Part IV – Five Questions Every Client Should Ask Their Montana Divorce Attorney

Part IV – Five Questions Every Client Should Ask Their Montana Divorce Attorney

This post is the fourth in a five part series on questions you should ask your divorce attorney before you sign on the dotted line.  Check out Part I here, Part II here, Part III here – and look forward to Part V in the next few days.


Mediation can be a great way to fast-track what is often an incredibly slow, arduous divorce process.  If the parties agree to attend mediation early on and the mediation process is successful, it can be cheap (relatively), fast, and amicable.  There are a number of attorneys that do a great deal of family law, divorce, or child custody mediation in the Flathead/Kalispell area.  If you are looking for a mediator, consider the following Flathead/Kalispell mediators (listed in no particular order):  Shelly Brander at Kaufman, Vidal, Hileman, P.C. in Kalispell, MT;  Vanessa Ceravolo in Kalispell, MT; Mary Obermiller in Kalispell, MT; Randy Schwickert in Whitefish, MT; Brian Muldoon in Whitefish, MT; or Joyce Funda in Kalispell, MT.  Choosing a mediator is as important as choosing a lawyer.  Feel free to shop around for the attorney that fits your needs.  I encourage clients to find out the hourly rate of the mediator, the mediators availability, and to make sure they are comfortable with the mediator.

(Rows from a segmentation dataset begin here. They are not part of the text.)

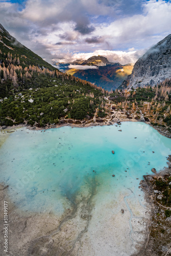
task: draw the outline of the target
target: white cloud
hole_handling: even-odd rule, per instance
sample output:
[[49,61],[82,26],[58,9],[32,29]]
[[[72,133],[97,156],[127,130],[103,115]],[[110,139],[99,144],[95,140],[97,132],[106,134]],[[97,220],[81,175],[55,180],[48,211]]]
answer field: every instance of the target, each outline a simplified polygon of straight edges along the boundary
[[170,33],[170,1],[28,0],[25,4],[20,11],[17,4],[0,0],[0,23],[49,62],[99,54],[111,62],[135,62],[144,52],[140,49]]
[[97,50],[93,52],[75,53],[72,56],[71,60],[74,61],[75,59],[85,60],[92,56],[99,55],[106,57],[110,62],[119,62],[124,65],[128,63],[135,63],[143,53],[144,51],[142,50],[124,52],[121,51]]
[[69,69],[79,69],[81,70],[85,70],[86,69],[98,69],[97,67],[94,66],[88,66],[88,65],[72,65],[70,64],[68,66]]

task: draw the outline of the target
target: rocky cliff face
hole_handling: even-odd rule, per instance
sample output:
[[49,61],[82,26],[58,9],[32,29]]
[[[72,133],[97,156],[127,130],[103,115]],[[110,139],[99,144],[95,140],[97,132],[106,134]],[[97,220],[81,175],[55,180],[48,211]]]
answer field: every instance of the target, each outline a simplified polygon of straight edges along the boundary
[[152,47],[135,63],[119,89],[154,86],[171,77],[171,34]]

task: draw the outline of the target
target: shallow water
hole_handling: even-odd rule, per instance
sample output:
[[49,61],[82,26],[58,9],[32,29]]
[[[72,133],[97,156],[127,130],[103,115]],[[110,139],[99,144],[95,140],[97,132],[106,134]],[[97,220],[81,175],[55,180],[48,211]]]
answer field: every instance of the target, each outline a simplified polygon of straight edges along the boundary
[[[22,128],[10,134],[0,148],[0,182],[9,185],[12,200],[23,211],[60,216],[87,197],[91,236],[100,220],[115,218],[125,208],[131,242],[133,218],[139,215],[140,206],[145,207],[139,182],[152,168],[166,166],[170,154],[170,139],[143,123],[45,132]],[[125,250],[121,255],[129,255]]]

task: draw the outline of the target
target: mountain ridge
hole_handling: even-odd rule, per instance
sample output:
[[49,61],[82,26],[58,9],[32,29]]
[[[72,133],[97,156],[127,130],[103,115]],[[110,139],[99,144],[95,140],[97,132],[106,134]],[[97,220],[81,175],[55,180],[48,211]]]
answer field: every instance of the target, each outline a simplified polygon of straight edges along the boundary
[[[128,75],[131,74],[133,67],[131,63],[121,65],[119,62],[110,62],[106,57],[101,55],[93,56],[84,61],[76,60],[70,63],[58,64],[57,67],[60,71],[109,91],[117,89]],[[71,65],[72,67],[69,68]],[[86,67],[85,69],[84,68],[79,69],[77,65],[83,67],[86,66]],[[88,66],[89,69],[87,67]],[[92,66],[97,68],[91,69]]]
[[153,86],[171,77],[171,34],[151,47],[135,63],[119,89]]

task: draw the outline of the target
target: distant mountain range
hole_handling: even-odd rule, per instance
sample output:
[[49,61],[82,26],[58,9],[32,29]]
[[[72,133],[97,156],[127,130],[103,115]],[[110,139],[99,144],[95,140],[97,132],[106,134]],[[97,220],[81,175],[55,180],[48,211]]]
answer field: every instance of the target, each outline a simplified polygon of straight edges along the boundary
[[119,87],[155,86],[171,78],[171,34],[150,48],[135,63],[132,74]]
[[55,65],[61,71],[110,91],[117,88],[131,73],[133,68],[132,63],[121,65],[118,62],[110,62],[107,58],[100,55],[93,56],[86,60]]

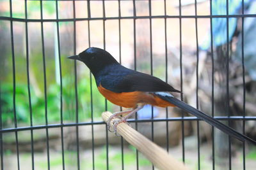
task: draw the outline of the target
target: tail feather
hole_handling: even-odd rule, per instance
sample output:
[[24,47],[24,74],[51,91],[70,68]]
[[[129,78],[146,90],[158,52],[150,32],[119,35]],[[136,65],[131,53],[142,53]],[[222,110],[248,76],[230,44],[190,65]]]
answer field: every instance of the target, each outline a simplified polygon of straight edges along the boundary
[[164,96],[162,95],[157,94],[156,94],[156,95],[157,95],[157,96],[159,96],[160,98],[161,98],[165,101],[167,101],[170,102],[170,103],[175,105],[178,108],[196,116],[196,117],[198,117],[199,118],[201,118],[202,120],[205,121],[210,125],[217,127],[218,129],[219,129],[223,132],[225,132],[226,134],[228,134],[237,138],[237,139],[239,139],[240,141],[249,141],[256,145],[256,141],[254,141],[253,139],[237,132],[232,128],[222,124],[221,122],[220,122],[216,118],[214,118],[206,115],[205,113],[204,113],[198,110],[197,109],[188,105],[188,104],[179,100],[178,99],[176,99],[173,97],[167,96],[167,95]]

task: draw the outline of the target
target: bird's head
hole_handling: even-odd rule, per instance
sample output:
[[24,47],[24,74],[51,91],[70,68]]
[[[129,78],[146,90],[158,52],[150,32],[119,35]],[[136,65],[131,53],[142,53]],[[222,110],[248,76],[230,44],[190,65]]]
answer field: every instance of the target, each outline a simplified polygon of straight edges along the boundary
[[96,47],[88,48],[79,55],[68,58],[84,62],[92,73],[97,73],[109,65],[119,64],[109,53]]

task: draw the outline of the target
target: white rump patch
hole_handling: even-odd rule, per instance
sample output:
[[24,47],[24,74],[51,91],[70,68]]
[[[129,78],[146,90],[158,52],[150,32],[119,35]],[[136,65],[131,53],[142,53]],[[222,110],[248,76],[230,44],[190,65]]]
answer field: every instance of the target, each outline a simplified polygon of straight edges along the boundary
[[168,97],[173,97],[173,96],[172,96],[172,94],[170,94],[168,92],[154,92],[156,94],[162,96],[168,96]]

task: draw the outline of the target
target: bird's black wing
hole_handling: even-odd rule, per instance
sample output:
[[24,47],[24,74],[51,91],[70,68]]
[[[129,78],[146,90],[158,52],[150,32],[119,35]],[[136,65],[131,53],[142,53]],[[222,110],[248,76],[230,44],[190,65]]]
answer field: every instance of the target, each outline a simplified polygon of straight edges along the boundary
[[158,78],[124,67],[116,67],[115,72],[109,71],[101,80],[100,84],[103,87],[115,92],[134,91],[180,92]]

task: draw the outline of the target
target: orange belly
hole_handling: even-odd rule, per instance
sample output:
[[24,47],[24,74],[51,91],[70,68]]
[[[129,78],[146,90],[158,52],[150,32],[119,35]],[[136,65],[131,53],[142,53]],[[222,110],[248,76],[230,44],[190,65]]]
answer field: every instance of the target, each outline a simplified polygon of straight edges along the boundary
[[136,108],[138,104],[149,104],[152,106],[166,108],[175,106],[152,93],[144,92],[132,92],[115,93],[101,85],[98,87],[99,91],[110,102],[124,108]]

While Flathead County District Court has a local rule that requires alternative dispute resolution (i.e. mediation or settlement conference) prior to trial, parties are not required to attend mediation early on in the process.  In other words, the parties must agree if the mediation is to take place early on in the divorce process.  Some couples go to mediation before either one has filed for divorce or even before they have separated.  Luckily, it seems most family law attorneys in the Flathead/Kalispell area are in agreement that early mediation can be beneficial in many circumstances.  There are some cases, however, that early mediation is not the best option.

If you are represented by an attorney, you may want to discuss how your attorney can be a part of the mediation process. Many clients choose to take their attorneys to mediation.  While that is a great idea, it can also be expensive – a client is paying for the attorney and the mediator.  Talk with your attorney about ways they can assist you in the mediation process, while also conserving your valuable resources.  Many of my clients choose to attend mediation (though I prepare them for the process) on their own and simply check in with me before they sign any settlement agreement on the dotted line.